Werden uns Deutschland und Frankreich im Namen eines Deals mit Putin opfern? Patryk Jaki hat keine Zweifel – Wprost


Dariusz Grzędziński, „Wprost“: Wir sprechen an einem Tag, an dem das Europäische Parlament über das Fit for 55-Paket debattiert und Kommissarin Ursula von der Leyen das Gespenst eines Misstrauensvotums droht – wegen ihrer angeblich nachsichtigen Haltung gegenüber Polen. Gott denkt, dass keines dieser Dinge die ernsthafteste Bedrohung für uns darstellt. Was ist das?


Patrick Jaki: Diese beiden Bedrohungen kamen zusammen und bildeten die Grundlage für die Überarbeitung des Vertrags von Lissabon.

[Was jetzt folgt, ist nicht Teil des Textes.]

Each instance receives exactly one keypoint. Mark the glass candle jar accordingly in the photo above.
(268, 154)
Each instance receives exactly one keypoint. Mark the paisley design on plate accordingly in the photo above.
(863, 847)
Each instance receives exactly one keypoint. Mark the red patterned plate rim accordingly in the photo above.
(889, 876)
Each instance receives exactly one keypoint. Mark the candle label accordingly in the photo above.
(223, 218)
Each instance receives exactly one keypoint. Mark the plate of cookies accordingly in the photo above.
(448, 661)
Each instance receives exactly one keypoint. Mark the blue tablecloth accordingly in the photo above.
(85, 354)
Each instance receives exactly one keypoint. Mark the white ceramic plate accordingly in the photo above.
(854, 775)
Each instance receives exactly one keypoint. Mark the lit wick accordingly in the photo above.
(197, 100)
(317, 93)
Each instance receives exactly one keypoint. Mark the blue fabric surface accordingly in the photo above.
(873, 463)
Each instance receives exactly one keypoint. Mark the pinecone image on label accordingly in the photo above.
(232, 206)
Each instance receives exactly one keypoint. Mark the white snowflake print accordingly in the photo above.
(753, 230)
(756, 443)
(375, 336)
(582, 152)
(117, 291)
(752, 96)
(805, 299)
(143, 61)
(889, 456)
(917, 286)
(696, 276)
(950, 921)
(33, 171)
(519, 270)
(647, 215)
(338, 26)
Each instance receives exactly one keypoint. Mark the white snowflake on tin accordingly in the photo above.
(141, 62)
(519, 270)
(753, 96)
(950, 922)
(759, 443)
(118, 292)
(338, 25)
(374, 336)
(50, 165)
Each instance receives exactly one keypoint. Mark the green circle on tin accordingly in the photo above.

Es hat die systemischen Grundlagen im Rahmen des Funktionierens Polens in der EU vorbereitet und geändert – inkl. so, dass es de facto zu Abweichungen von der einstimmigen, konsensbasierten Entscheidungsfindung führt. Ich möchte Sie daran erinnern, dass Robert Schuman bei der Schaffung zeitgenössischer europäischer Formen betonte, wie wichtig es ist, so viele Entscheidungen wie möglich einstimmig zu treffen.


In der Tat war Konsens eine der Grundlagen für die Organisation neuer Staaten nach dem Krieg. Wir werden darauf zurückkommen. Wer steckt wirklich hinter den Änderungsentwürfen, von denen Sie sprechen?

Die größten Länder sind in der größten Gruppe im EP vertreten.


Im Speziellen?

Die Schlussfolgerungen zu den anstehenden Änderungen wurden von Kommissarin von der Leyen, Präsident Emmanuel Macrona und Vertretern der größten Parlamentsfraktionen präsentiert.